Right now there is record low number of houses are available on the market and the aforementioned numbers are largely to blame. After all, if there are no homes to buy, no new mortgages will be signed.

It could also be that some buyers are finally starting to retreat given how house prices have been rising during the pandemic. Low inventory levels have driven prices soaring and many homes are forced to bid, causing buyers to spend even more trying to outperform each other to get their bids accepted.

The value of new-build homes has also risen, in part due to a severe shortage of lumber, which has led to a spike in building material prices. During these days, new buildings cost about $ 36,000 more, on average, which underestimates some buyers.

Overall, the combination of low housing stock and high house prices is likely to deter buyers, and mortgage rates themselves are far from the reason the volume of mortgages is declining.

What about refinancing?

Refinancing the number of applications also declined last week, despite a slight decrease in mortgage rates. The reality is that many homeowners looking to refinance did so last year when refinancing rates were extremely attractive. While they are now quite competitive on a historical basis, they did not hit the record lows they did in the second half of 2020.

Will the demand for mortgages increase?

If housing stocks open up in the coming months and more offers come to the market, we may see a surge in mortgage volumes, especially if rates remain at or near current levels. But right now, that’s a pretty big if.

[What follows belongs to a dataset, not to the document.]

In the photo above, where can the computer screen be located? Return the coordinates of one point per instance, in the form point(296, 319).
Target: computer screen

New listings usually boom in the spring, but that hasn’t happened this year, and if sellers don’t move in the next few months, many are likely to make the decision to ride out the winter, which can be tricky. time to sell – and list your homes in spring 2022. If this happens, the demand for mortgages may stall for several months before recovering again, and many buyers may find themselves in a loop when they want to buy a home, but I cannot find one that is financially or logistically suitable.

Of course, we don’t know if the usual spring wave will happen instead this summer this year, and it may well be. But until inventories start to rise and house prices begin to fall, mortgage activity is likely to stagnate or even decline, as it did last week.